All Products
Search
Document Center

E-MapReduce:Manage the recycle bin feature of Hadoop

Last Updated:Mar 17, 2026

The recycle bin feature protects you from accidental data loss by moving deleted files and directories to a recycle bin directory instead of permanently removing them. You can restore data at any time before it is cleared from the recycle bin.

Background information

The recycle bin feature is implemented through client-side encapsulation of the Hadoop FileSystem API by Hadoop Shell or specific services such as Hive.
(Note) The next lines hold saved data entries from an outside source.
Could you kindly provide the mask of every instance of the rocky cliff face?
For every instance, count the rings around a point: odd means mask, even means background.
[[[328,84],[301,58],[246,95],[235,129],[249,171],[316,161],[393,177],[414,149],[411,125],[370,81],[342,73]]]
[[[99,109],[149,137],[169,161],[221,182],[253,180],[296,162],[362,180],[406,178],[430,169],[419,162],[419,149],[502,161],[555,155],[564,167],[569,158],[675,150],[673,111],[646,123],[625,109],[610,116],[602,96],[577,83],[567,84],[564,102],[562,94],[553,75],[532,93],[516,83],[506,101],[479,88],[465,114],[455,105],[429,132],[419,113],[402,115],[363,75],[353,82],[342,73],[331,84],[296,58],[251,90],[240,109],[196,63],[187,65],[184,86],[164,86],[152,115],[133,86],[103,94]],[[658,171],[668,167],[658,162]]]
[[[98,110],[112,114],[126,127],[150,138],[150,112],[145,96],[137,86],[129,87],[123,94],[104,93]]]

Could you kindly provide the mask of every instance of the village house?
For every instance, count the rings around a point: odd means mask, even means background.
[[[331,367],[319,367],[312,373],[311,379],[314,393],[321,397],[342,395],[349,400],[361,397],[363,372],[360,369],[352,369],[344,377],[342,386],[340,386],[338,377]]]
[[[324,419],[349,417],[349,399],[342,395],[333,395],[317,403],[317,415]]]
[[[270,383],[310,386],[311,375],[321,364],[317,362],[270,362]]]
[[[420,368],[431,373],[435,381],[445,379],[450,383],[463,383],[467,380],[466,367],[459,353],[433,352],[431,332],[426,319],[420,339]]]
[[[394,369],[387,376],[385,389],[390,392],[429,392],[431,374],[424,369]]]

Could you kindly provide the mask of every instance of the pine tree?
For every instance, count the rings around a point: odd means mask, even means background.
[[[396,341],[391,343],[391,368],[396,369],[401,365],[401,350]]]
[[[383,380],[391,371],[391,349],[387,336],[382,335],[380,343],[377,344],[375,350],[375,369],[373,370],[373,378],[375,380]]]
When the recycle bin feature is enabled, Hadoop Shell calls the rename operation of FileSystem to move deleted files or directories to the /user/<username>/.Trash/Current directory. When the recycle bin feature is disabled, Hadoop Shell calls the delete operation of FileSystem to permanently remove the files or directories.

The following figure shows the workflow of the recycle bin feature when the hadoop fs -rm command is used. trash

Enable the recycle bin feature

To enable the recycle bin feature, set the fs.trash.interval parameter to a value greater than 0. When enabled, files and directories deleted from HDFS, Object Storage Service (OSS), OSS-HDFS, or JindoFS are moved to the recycle bin directory instead of being permanently deleted.

Disable the recycle bin feature

Warning If you disable the recycle bin feature, you cannot restore files or directories after running the hadoop fs -rm command. We recommend that you keep the recycle bin feature enabled.

To disable the recycle bin feature, set the fs.trash.interval parameter to 0. For HDFS, this configuration takes effect only after you restart the NameNode component of HDFS.

Access a recycle bin directory

The default recycle bin directory path is /user/<username>/.Trash/Current. To access the recycle bin directory for a specific storage type, use the appropriate path prefix. Examples: hdfs://hdfs-cluster/user/<username>/.Trash/Current and oss://bucket/user/<username>/.Trash/Current.

Clear data in a recycle bin directory

E-MapReduce (EMR) supports data storage in HDFS, OSS-HDFS, OSS, and JindoFS in block storage mode (jfs://). The rules for clearing checkpoint data from recycle bin directories differ by storage type:
  • HDFS: By default, EMR clears data stored in the recycle bin directory of HDFS after 1 day (1,440 minutes). You can configure the fs.trash.interval parameter to specify the retention period in minutes.
  • OSS-HDFS: The EMR server clears data stored in the recycle bin directory of OSS-HDFS after seven days. This time period is fixed and cannot be configured. We recommend that you monitor and manage the recycle bin directory regularly to prevent retained data from consuming additional storage space.
  • OSS: EMR cannot automatically clear data stored in the recycle bin directory of OSS. To clear the data, configure a lifecycle rule for the recycle bin directory. For more information about how to configure lifecycle rules, see Lifecycle rules based on the last modified time.
  • JindoFS in block storage mode: You must manually clear data stored in the recycle bin directory of JindoFS in block storage mode.